イコ・ウワイスが演じるリー・ノアによるラストの衝撃的展開は、さすが特殊部隊関係の作品を多く手がけてきたピーター・バーグ監督でした。
本作では映画冒頭で「18歳の少年」と報道される少年が、シルバに殺される前に意味ありげな言葉をつぶやきます。
容赦なくシルバは殺害しますが、実はこの言葉に大きなどんでん返しが隠されていました。さらに、それに加担しているようなリー・ノア。
一体ノアの本当の正体は何だったのでしょうか。そして映画ラストではノアの写真を見つめるシルバ。
その時の、シルバの心情はおそらく想像を絶するものがあるでしょう。今回はこの三点について考察していきます。
少年は「ヤバい子」だった
映画冒頭で、あまり舞台の設定もよく分からないまま少年は殺されます。
おそらく何か大きなバックがいるかのような雰囲気もありますが、詳しいところは分かりにくかったです。
(俺を殺すと)後悔するぞ。
引用:マイル22/配給会社:STXエンターテインメント
この言葉には、雰囲気通り組織の一員であることが示唆されており、さらに組織の大きさが隠されていました。
母親がロシア軍の指導者的立場
映画の途中途中で、何度かスーツ姿のシルバが登場しますが、あのシーンは実は映画のラストの展開が終わった後の面接シーンです。
簡単な話だ。マズい子を殺した。息子を亡くした母親は権力者だった。
引用:マイル22/配給会社:STXエンターテインメント
これはシルバが所属していた特殊部隊「オーバーウォッチ」の司令塔であり、「マザー」と呼ばれた本部が襲撃を受けた後のシルバのセリフ。

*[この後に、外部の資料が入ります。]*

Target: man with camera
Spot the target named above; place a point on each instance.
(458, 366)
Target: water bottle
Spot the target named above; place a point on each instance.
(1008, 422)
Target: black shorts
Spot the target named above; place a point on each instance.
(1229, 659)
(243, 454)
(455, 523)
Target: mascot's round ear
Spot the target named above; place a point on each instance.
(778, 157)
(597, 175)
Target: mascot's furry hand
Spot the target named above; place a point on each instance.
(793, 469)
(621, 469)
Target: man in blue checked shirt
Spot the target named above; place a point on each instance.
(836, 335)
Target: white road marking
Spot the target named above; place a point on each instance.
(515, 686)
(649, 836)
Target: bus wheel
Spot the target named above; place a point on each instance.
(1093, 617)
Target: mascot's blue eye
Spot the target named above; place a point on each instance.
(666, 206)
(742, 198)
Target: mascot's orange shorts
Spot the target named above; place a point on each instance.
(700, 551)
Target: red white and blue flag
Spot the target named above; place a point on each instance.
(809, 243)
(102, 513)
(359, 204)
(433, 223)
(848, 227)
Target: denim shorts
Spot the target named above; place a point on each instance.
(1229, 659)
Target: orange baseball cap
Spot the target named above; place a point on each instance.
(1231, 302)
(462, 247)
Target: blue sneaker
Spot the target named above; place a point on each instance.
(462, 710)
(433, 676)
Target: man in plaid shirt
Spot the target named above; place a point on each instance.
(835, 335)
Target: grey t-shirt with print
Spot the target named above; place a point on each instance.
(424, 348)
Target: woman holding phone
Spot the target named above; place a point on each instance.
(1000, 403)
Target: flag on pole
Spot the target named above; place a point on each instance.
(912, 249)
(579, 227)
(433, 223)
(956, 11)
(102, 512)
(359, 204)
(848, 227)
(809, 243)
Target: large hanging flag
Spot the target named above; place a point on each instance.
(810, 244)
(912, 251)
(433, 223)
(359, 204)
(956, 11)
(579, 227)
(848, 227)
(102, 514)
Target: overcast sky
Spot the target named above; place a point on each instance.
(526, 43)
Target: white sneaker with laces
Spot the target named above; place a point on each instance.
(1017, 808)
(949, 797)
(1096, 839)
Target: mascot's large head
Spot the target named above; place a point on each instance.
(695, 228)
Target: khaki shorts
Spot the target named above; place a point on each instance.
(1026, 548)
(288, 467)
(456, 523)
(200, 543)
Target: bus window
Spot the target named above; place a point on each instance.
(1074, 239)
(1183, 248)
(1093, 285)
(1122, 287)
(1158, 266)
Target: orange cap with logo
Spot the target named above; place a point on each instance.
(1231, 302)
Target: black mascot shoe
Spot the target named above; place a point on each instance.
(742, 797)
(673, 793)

少年の母親はロシアの権力者だったのです。母親と少年がロシア出身であることは、言葉から分かります。
権力者の息子である少年は、自分を殺すとロシア政府や軍が動くことを警告していたのです。
パスワード入力後のPC画面
ノアにハードディスクのパスワードが開いた後、マザーにある通信設備がハッキングされたような状態になります。
その際、PCの画面上には最初、少年の母親の顔が映し出されていました。
しかし、その母親の顔は徐々に少年の顔に変わっていきます。これは、少年と母親が親子関係であることを表していたのです。
「俺を殺すことは得策じゃない。だから殺すな」という意味を込めて少年は、シルバに訴えかけました。
しかしシルバは冷静にこの言葉を受け止められなかったので、ラストでマザーが襲撃されるような事態を招くのです。
隠されたノアの正体とは?
作中最も謎に包まれており、最後まで正体を明確に示さなかったのはリー・ノアでしょう。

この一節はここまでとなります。